Caine nodded and the priest sat back in his chair with a satisfied air.

“It'll mean a lot of money for the people here,” Caine said defensively.

“It will also mean the rape of the environment and the destruction of the Indian cultures. All the Indios will be reduced to the status of
caboclos
, half-breeds, who have no place of their own, belonging neither to the Indian or the white worlds. Still,” the priest sighed, exhaling a thick stream of pipe smoke, “it doesn't matter. The jungle will win out in the end. It always does.”

“What can you tell me about medical facilities? Minister Ribiero mentioned something about a jungle hospital near Pucallpa,” Caine prompted. He had to get the garrulous priest talking about the Mendoza Institute, so that he could get a feel of what he was up against.

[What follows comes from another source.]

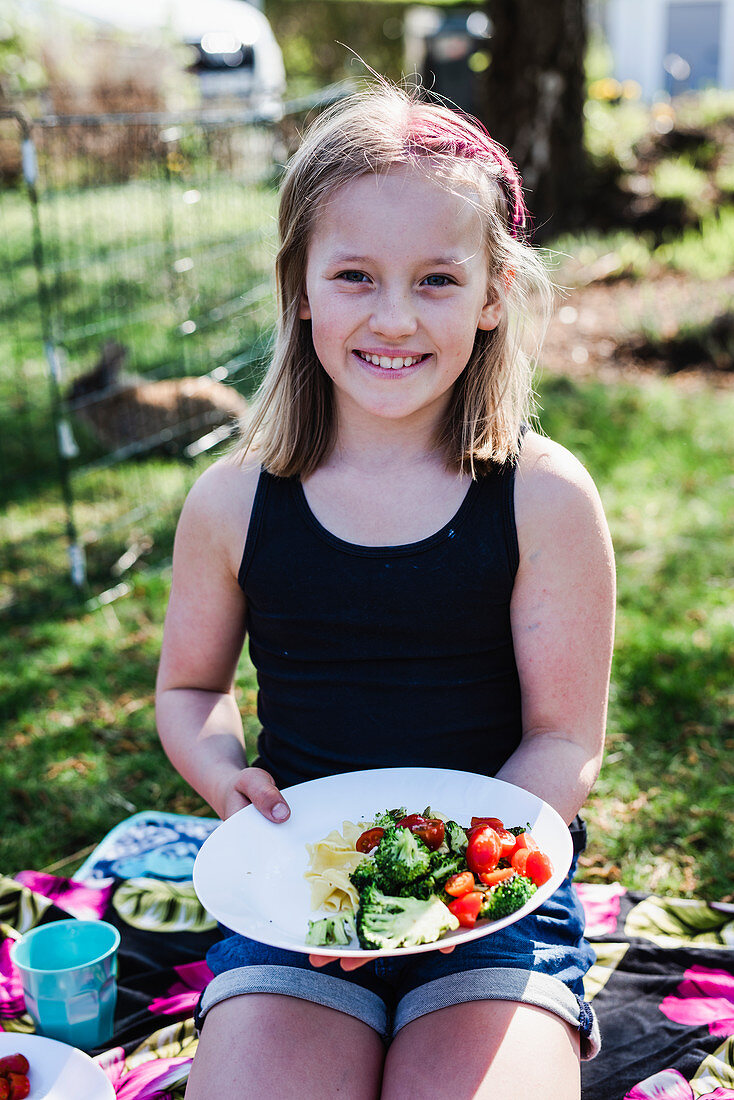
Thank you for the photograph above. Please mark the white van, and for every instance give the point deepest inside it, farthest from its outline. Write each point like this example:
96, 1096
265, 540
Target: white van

“You mean the Mendoza Institute?”

“I think that was it. Yes, that sounds right.”

“An extraordinary man, Dr. Mendoza,” Father Joséremarked. He put down the pipe for a moment and spit into his hand. Then he rubbed the tobacco-stained spittle over his hands and face. “Keeps away the mosquitoes and
borrachudos
,” he explained apologetically, his ascetic face gleaming with sweat and spittle. Caine glanced out of the window at the river, hoping he wasn't overplaying his interest. The gray back of a freshwater dolphin momentarily broke the flat brown surface of the river alongside the boat, its dorsal fin reminding Caine of a shark. Father José struck a match and relit his pipe.

“Do you know him?” Caine asked.

“Oh, yes. I've been to the institute several times. In just the five or six years he's been here, he has accomplished miracles. The Indios around Yarinacocha think he's a god. His word is law from the Santiago to the Ucayali.”